Einen ganzen Raum hat die Ausstellung der künstlerischen Fotografie gewidmet. Viele dieser Arbeiten sind im Stil der Neuen Sachlichkeit aufgenommen und beeindrucken durch die Sorgfalt des Arrangements wie durch die sehr hohe Qualität der Abzüge (Silbergelatine) – man müsste heute schon einige Anstrengungen unternehmen und dürfte keine Kosten scheuen, um Schwarzweißbilder dieser Güte zu bekommen. Übrigens scheint hier der Wechsel des Sujets und des Stils im Vergleich zur heutigen Praxis des künstlerischen Fotografierens mindestens so dramatisch wie in der Malerei.

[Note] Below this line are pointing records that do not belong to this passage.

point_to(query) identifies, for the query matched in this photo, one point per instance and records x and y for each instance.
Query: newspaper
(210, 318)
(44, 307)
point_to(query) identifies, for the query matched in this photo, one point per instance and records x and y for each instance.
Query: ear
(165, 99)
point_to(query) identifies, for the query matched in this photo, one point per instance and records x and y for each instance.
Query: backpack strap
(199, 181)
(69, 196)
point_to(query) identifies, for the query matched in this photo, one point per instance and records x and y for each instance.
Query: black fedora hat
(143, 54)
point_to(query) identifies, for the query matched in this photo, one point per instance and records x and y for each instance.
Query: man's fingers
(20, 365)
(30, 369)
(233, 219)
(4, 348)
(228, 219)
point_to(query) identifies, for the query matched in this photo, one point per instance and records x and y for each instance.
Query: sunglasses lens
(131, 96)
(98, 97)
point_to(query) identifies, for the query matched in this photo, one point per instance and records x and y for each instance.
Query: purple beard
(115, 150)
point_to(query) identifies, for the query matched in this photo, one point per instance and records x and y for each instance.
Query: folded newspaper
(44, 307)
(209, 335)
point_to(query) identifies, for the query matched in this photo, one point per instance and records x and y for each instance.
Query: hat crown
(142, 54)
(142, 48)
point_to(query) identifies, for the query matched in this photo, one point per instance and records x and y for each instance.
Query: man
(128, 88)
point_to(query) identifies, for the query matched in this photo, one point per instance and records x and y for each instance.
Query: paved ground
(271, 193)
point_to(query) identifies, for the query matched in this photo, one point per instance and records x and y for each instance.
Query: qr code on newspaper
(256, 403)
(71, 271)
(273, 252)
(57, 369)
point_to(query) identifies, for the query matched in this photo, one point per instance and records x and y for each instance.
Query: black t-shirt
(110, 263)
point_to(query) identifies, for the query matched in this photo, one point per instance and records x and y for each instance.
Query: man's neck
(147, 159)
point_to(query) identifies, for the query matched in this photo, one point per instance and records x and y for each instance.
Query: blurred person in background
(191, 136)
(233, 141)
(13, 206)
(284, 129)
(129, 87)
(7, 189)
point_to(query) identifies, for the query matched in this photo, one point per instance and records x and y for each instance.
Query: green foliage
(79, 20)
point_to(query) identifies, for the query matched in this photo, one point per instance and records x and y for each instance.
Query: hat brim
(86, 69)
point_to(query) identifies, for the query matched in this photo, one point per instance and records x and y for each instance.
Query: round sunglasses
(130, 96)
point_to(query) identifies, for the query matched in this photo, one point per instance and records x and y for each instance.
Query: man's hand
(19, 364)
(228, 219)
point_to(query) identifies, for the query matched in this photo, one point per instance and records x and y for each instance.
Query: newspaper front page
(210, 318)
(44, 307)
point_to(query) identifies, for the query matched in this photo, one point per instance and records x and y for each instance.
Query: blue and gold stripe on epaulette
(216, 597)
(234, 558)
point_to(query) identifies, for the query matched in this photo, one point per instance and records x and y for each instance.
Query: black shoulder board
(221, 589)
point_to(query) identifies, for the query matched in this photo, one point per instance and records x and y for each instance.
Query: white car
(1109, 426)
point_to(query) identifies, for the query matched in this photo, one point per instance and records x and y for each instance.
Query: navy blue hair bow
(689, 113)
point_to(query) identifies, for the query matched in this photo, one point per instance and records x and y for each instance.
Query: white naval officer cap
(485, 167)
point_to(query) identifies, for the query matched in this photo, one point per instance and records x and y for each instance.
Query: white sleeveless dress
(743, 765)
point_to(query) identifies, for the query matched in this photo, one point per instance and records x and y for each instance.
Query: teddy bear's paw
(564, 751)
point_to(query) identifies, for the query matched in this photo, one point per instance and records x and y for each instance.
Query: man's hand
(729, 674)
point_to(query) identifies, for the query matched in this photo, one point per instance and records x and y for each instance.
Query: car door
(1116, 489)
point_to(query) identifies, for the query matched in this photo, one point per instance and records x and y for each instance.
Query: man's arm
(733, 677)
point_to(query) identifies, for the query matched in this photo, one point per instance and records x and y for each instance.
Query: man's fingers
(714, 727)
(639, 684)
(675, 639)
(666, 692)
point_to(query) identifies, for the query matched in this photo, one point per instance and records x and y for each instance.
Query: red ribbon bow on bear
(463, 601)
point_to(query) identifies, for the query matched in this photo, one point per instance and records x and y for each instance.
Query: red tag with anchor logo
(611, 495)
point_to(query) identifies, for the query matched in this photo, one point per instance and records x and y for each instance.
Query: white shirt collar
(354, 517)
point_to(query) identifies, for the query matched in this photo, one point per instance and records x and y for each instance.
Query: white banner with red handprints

Einerseits wurde auf äußerste Schärfe und exakteste Ausleuchtung geachtet, andererseits sind diese Fotos auf das Objekt konzentriert und tatsächlich sehr sachlich, ganz gleich, ob sie Schaufensterpuppen, den gerippten Meeresboden oder Glasplatten zeigen.

In diesen Tagen kann das Behnhaus etwas bieten, das es in anderen Häusern nicht gibt: Hier kann man große Kunstwerke des 19. und beginnenden 20. Jahrhunderts anschauen und im Raum nebeneinander vor dem Porträtfoto des Künstlers stehen. Ein 1933 aufgenommenes Barlachporträt von Hildegard Heise, Ehefrau von Carl Georg Heise, hängt in unmittelbarer Nähe von Barlachs »Sterndeuter« von 1909. Für ein Bild Lovis Corinths gilt ähnliches. Zusätzlich werden innerhalb der Ausstellung Fotoporträts mit Porträts in Öl oder mit Bleistiftzeichnungen verglichen – ein Vergleich, der sich anbietet, denn besonders im 19. Jahrhundert waren nicht wenige der Fotografen gelernte Maler. So findet man von August Godtknecht (1824 – 1888) einerseits das Ölporträt einer Dame, andererseits das Foto eines jungen Mädchens.

Der sehr schöne Katalog zeigt in neun Kapiteln 428 Bilder. Hervorgehoben und in kurzen biografischen Essays vorgestellt werden von Jan Zimmermann zwei Fotografen, Johannes Nöhring (1834 – 1913) und Robert Mohrmann, dessen Lebensdaten nicht erhalten scheinen. Er kam 1909 nach Lübeck und fertigte 1300 Porträtsfotos an, von denen nicht wenige höchst eindrucksvoll geraten sind. Die meisten dieser Bilder zeigen die Person während ihrer Arbeit in für sie typischen Positionen, und weil diese sehr verschieden sind, sind die einzelnen Porträts entsprechend individuell gestaltet. Das erste dieser Porträts zeigt das Bild eines Rabbiners, eines gütig schauenden älteren Herrn über der Thora; spätere konfrontieren uns mit Nazis in Uniform.